Bible Commentaries
G. Campbell Morgan's Exposition on the Whole Bible
Ecclesiastes 2
Turning from the pursuit of knowledge to the pathway of pleasure, the king had given himself up to mirth, seeking the false stimulus of wine. In this also he had been disappointed, finding that mirth was madness, and all pleasure incompetent to satisfy. He next turned to his great possessions, attempting to make such use of them as to bring satisfaction not found elsewhere. He surrounded himself with every kind of luxury, gathered large possessions, gave himself over to music and to women, allowing full reign to all his desires. All this also he had found to be vanity, nothing but a striving after wind, and again he had been driven to the conclusion that there was no profit under the sun.

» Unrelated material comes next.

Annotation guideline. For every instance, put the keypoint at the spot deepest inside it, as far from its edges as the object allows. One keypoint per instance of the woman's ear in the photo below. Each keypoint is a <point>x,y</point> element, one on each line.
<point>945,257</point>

Once again he tried a new pathway. He turned himself from the things that were almost exclusively physical to those of the mind. These were better, and he found that "wisdom excelleth folly." Yet he also perceived that "one event happeneth to all," both the fool and the wise pass on to death, so that this also ended in disappointment as keen as the others. He then summarized the results of his own experience of life "under the sun" in the terrible words: "I hated life . . . I hated all my labour . . . under the sun." The very exercise of wisdom resulted in gathering results into which the toiler did not enter, but which he left to another. Everything was vanity. The ultimate conclusion of his own experience was that there was nothing better than to eat and drink. The mental attitude to God which is not the result of direct spiritual fellowship is clearly revealed in these conclusions of the preacher. He does not deny God's existence, but recognizes Him as an intelligent Force operating purely for His own pleasure without any reference to the satisfaction of men. Everything is vanity. To live under the sun is to decide at last that the natural thing to do is to take what comes. Materialism necessarily becomes fatalism.